Torre is now a special assistant to the commissioner.

MLB claims Hernandez eavesdropped on call

Third base umpire Angel Hernandez #5 wears headphones for a play review during a game between the Arizona Diamondbacks and the Texas Rangers at Chase Field on July 31, 2018 in Phoenix, Arizona.  (Photo by Norm Hall/Getty Images)
In a discrimination lawsuit, MLB claimed Angel Hernandez eavesdropped on an investigative phone call with another umpire. (Norm Hall/Getty Images)

At issue is not what Hernandez didn’t do in the game, but what he did do afterward.

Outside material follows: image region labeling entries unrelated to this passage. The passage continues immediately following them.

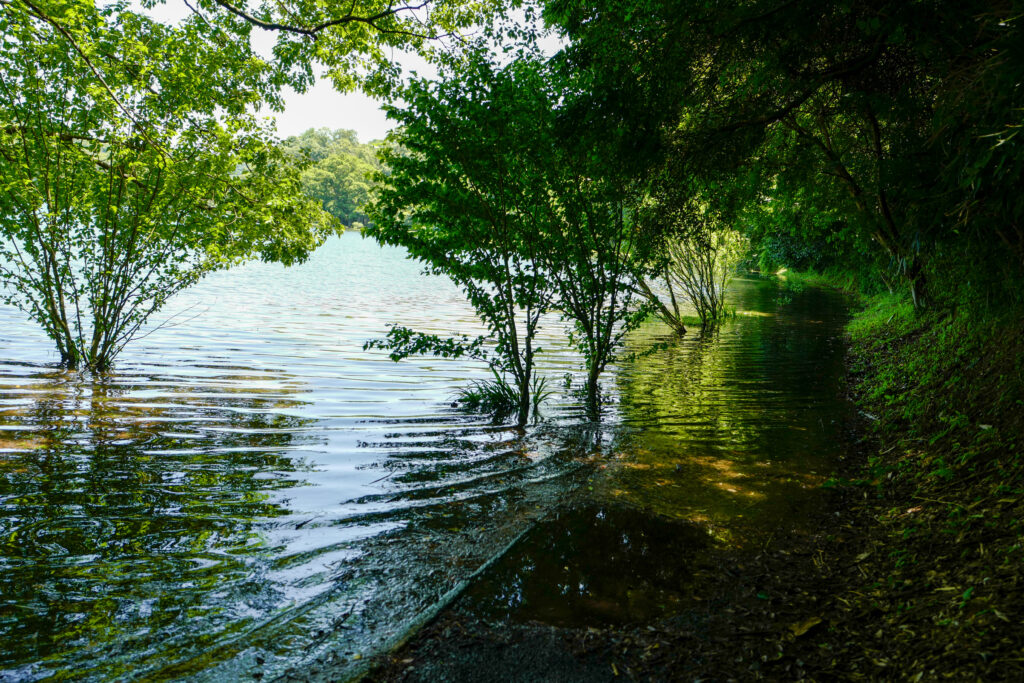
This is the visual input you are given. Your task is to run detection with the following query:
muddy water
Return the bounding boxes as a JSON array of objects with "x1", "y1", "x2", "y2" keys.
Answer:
[
  {"x1": 466, "y1": 281, "x2": 850, "y2": 627},
  {"x1": 0, "y1": 234, "x2": 844, "y2": 681}
]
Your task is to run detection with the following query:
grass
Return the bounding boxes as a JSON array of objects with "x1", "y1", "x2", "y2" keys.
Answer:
[{"x1": 455, "y1": 369, "x2": 554, "y2": 418}]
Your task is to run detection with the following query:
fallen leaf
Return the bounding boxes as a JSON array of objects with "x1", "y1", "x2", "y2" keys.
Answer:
[{"x1": 790, "y1": 616, "x2": 821, "y2": 638}]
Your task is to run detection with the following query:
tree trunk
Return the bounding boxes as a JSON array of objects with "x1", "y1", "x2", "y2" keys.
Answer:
[
  {"x1": 587, "y1": 366, "x2": 601, "y2": 420},
  {"x1": 515, "y1": 372, "x2": 529, "y2": 429}
]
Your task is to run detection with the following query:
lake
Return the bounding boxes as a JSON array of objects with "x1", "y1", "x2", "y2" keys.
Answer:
[{"x1": 0, "y1": 233, "x2": 848, "y2": 681}]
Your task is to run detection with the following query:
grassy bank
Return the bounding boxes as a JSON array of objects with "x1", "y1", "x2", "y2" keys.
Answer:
[
  {"x1": 375, "y1": 273, "x2": 1024, "y2": 683},
  {"x1": 774, "y1": 274, "x2": 1024, "y2": 680}
]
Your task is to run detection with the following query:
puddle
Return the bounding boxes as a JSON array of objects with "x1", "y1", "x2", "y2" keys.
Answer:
[{"x1": 466, "y1": 505, "x2": 713, "y2": 627}]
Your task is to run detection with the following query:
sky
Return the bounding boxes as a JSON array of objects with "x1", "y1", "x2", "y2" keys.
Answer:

Torre launched an investigation into the delay and interviewed the umpires involved. First up was Hernandez. Then was umpire Ed Hickox. MLB is claiming that Hernandez stayed on the line to listen to Hickox’s interview even though he reportedly knew the conversations were meant to be conducted individually.

Torre wrote Hernandez in an Aug. 23 letter, per the Athletic:

“You acknowledged that you were aware prior to the calls that they were intended to be separate and did not dispute that you remained on the line. Instead, you offered a number of excuses for why you remained on the line. You claimed to not know whether you were supposed to stay on the line and that you wanted to be available if anything further was asked of you … your purported justification for staying on the line (to address any further questions) strains credulity in light of your claim that you only heard portions of the Hickox call and the fact that you remained silent even when you heard statements by Hickox that you later claimed to be inaccurate. Simply put, we find your asserted justifications for remaining on the line to be implausible, internally inconsistent, premised on facts that are incorrect and not credible.

Torre called it an attempt to “intentionally and deceptively eavesdrop on a confidential conversation” and an “egregious offense.” Hernandez was stripped of his acting crew chief status at the time of the letter.

Hernandez lawyer says claim is retaliation

Kevin Murphy, Hernandez’s lawyer, asserted that MLB was attacking the victim since it had nothing to say about its own clients.

“Angel Hernandez did not eavesdrop, he was invited onto that call … and MLB told Angel he made the correct decision,” Murphy said, via The Athletic.

How did this all come out now?

The filings are part of a separate issue. Hernandez filed a lawsuit in 2017 alleging MLB and Torre discriminated against him because he is Latino. He said that’s why he wasn’t given promotions and missed out on World Series assignments.

He also claimed that when Torre was given responsibility over umpires in 2011, things took a turn and Hernandez’s reviews were no longer “exceeds standards.” He claims Torre never forgave him for a call that went against the New York Yankees, whom he formally managed, in 2001.